Marcello Amador Delgado
- Country (sports): Mexico
- Born: 27 September 1980 (age 44) Lagos de Moreno, Mexico
- Height: 1.75 m (5 ft 9 in)
- Plays: Right-handed
- Prize money: $37,214

Singles
- Career record: 0–3 (Davis Cup)
- Highest ranking: No. 323 (13 Jan 2003)

Doubles
- Highest ranking: No. 415 (19 Nov 2001)

Medal record
Central American and Caribbean Games
| Gold medal – first place | 2002 San Salvador | Team |
| Bronze medal – third place | 2002 San Salvador | Singles |

= Marcello Amador =

Mexican tennis player

Marcello Amador (born 27 September 1980) is a Mexican former professional tennis player.

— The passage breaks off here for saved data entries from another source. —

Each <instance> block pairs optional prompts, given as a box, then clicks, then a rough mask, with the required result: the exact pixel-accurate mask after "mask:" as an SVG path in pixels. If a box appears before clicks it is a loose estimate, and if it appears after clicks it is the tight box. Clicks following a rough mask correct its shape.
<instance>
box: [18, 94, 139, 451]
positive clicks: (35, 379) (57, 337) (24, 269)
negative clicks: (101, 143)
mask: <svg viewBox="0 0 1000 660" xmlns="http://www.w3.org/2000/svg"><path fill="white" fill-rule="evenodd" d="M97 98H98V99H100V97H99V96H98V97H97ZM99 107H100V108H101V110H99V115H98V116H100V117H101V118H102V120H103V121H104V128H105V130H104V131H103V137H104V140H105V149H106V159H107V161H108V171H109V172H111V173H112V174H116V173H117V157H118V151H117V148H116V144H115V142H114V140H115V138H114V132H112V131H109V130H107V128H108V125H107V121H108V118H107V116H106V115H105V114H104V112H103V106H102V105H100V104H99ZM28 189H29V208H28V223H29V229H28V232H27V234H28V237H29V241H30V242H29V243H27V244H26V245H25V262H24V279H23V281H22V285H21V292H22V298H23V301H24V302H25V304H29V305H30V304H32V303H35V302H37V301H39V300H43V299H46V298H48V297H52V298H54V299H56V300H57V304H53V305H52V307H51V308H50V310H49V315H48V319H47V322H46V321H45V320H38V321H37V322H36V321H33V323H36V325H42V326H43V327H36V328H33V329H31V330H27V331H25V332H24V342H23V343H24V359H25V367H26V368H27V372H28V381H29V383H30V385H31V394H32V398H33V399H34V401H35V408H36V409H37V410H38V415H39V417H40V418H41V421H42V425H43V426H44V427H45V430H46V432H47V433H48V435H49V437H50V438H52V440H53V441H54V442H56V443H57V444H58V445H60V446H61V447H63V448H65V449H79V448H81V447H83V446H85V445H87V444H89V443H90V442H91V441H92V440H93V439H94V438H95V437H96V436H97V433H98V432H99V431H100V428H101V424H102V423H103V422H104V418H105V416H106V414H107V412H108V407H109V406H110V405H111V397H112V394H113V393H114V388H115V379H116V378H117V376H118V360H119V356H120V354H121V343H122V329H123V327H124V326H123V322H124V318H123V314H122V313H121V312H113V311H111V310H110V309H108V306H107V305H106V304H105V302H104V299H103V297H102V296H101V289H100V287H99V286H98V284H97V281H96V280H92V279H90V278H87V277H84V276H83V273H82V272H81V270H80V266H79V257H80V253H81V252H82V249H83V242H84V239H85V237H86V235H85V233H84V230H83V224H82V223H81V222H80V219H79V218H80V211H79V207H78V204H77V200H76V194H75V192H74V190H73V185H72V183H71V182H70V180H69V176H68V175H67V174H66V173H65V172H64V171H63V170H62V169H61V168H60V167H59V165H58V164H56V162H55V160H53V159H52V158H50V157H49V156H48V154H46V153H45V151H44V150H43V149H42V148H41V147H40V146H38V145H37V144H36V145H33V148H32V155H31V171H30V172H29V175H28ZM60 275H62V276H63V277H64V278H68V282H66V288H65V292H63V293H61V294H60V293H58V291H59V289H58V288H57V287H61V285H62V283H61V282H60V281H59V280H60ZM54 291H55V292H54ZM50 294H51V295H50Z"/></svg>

Amador, who was born in Lagos de Moreno, reached a career high singles ranking of 323 while competing on the professional tour. He won two singles and two doubles titles on the ITF Futures Circuit.

In 2001 and 2002 he represented the Mexico Davis Cup team, appearing in a total of three singles rubbers. He finished 0–3 from these matches, but did manage to take a set off former world number one Marcelo Ríos in Querétaro.

At the 2002 Central American and Caribbean Games in San Salvador, Amador won a gold medal in the team event as well as a singles bronze medal for Mexico.